Bayesian information theoretic model-averaging stochastic item selection for computer adaptive testing
Tina Su, Edison Choe, Joshua C. Chang
TL;DR
The paper addresses item exposure in CAT by reframing next-item selection as Bayesian model averaging across candidate future-ability models. It derives a cross-entropy–based discrepancy $Δ_t^{(i)}$ and assigns sampling weights $p^{(t+1)}(i) ∝ \exp(-Δ_t^{(i)})$ to realize optimal stochastic mixing, using a mean-field VBEM to approximate the marginal posterior $q_θ(θ)$. Empirically, it evaluates the approach on the WD-FAB with eight independent IRT models, showing superior item exposure while preserving accuracy and efficiency compared to traditional greedy and stochastic selectors. The framework provides a principled link between model averaging, information-theoretic criteria, and stochastic CAT, with practical benefits for robust ability estimation and fair item usage.
Abstract
Computer Adaptive Testing (CAT) aims to accurately estimate an individual's ability using only a subset of an Item Response Theory (IRT) instrument. For many applications of CAT, one also needs to ensure diverse item exposure across different testing sessions, preventing any single item from being over or underutilized.

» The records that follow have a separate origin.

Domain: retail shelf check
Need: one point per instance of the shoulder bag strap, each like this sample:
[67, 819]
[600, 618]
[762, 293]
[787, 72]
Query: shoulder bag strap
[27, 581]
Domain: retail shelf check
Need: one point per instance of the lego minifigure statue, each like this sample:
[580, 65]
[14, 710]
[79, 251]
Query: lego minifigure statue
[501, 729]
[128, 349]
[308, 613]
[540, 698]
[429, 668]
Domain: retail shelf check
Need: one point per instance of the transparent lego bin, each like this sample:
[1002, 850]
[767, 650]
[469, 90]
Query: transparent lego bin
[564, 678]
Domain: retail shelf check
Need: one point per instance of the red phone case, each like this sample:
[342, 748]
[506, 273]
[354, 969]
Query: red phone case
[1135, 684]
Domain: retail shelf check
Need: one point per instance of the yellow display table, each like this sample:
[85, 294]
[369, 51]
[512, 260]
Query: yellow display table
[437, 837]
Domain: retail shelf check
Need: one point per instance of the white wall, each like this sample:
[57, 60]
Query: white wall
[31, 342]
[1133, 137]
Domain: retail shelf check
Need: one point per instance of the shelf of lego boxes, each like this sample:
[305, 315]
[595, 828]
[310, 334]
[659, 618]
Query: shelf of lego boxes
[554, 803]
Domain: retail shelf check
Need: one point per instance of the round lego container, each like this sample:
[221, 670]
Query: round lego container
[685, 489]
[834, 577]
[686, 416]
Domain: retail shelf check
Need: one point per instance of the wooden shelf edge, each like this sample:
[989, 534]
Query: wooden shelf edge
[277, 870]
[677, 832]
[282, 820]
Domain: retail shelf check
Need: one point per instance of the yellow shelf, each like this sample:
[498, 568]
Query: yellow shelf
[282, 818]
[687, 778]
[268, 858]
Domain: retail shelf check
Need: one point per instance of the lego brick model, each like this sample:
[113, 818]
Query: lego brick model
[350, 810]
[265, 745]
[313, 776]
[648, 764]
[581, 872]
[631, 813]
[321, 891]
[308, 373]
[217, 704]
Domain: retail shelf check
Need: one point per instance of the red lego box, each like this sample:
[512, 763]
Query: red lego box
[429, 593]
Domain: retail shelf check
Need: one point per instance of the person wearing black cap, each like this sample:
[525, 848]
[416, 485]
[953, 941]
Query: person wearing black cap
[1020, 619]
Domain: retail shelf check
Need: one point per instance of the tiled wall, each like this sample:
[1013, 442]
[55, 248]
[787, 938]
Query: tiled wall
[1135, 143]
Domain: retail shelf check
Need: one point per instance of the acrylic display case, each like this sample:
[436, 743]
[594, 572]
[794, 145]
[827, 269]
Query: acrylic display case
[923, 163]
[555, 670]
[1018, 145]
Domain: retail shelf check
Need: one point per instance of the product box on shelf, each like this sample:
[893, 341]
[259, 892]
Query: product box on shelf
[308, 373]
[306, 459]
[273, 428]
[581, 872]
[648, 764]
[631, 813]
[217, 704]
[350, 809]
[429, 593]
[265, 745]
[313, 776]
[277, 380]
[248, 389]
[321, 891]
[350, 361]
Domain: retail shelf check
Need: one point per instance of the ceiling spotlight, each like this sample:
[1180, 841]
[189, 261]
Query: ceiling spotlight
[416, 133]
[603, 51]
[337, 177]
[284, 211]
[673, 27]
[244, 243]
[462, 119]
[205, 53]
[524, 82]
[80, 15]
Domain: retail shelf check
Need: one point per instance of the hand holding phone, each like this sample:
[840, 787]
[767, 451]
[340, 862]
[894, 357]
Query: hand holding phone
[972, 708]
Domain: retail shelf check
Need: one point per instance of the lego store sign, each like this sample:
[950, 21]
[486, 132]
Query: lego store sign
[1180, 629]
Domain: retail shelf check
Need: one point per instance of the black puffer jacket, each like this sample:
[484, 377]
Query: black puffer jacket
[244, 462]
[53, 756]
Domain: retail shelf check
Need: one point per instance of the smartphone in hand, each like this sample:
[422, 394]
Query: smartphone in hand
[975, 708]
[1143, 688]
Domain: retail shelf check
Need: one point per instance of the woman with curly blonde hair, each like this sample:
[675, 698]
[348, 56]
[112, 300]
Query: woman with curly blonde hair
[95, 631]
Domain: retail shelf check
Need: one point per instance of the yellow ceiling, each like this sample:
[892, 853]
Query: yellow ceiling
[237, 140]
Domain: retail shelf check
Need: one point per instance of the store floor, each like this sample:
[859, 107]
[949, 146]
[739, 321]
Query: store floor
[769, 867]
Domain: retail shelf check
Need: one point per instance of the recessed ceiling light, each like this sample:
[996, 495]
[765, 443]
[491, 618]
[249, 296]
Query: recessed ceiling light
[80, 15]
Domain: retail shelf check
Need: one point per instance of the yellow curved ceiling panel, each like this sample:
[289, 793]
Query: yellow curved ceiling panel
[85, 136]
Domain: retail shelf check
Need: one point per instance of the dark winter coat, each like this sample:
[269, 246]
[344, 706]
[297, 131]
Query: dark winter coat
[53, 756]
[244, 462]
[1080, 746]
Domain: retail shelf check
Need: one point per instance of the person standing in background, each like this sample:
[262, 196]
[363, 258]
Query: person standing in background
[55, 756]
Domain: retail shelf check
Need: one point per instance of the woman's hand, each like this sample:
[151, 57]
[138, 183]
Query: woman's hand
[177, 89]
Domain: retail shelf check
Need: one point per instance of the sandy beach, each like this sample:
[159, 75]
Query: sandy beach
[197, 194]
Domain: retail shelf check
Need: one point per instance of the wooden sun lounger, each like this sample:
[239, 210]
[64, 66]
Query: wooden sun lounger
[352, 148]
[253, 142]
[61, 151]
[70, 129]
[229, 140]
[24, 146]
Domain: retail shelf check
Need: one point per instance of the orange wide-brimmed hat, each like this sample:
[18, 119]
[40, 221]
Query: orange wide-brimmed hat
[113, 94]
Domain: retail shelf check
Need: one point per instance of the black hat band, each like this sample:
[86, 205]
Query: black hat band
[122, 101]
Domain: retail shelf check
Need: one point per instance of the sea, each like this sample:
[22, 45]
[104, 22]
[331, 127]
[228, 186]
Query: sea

In CAT, items are selected sequentially based on a running estimate of a respondent's ability. Prior methods almost universally see item selection through an optimization lens, motivating greedy item selection procedures. While efficient, these deterministic methods tend to have poor item exposure. Existing stochastic methods for item selection are ad-hoc, where item sampling weights lack theoretical justification. In this manuscript, we formulate stochastic CAT as a Bayesian model averaging problem. We seek item sampling probabilities, treated in the long run frequentist sense, that perform optimal model averaging for the ability estimate in a Bayesian sense. In doing so we derive a cross-entropy information criterion that yields optimal stochastic mixing. We tested our new method on the eight independent IRT models that comprise the Work Disability Functional Assessment Battery, comparing it to prior art. We found that our stochastic methodology had superior item exposure while not compromising in terms of test accuracy and efficiency.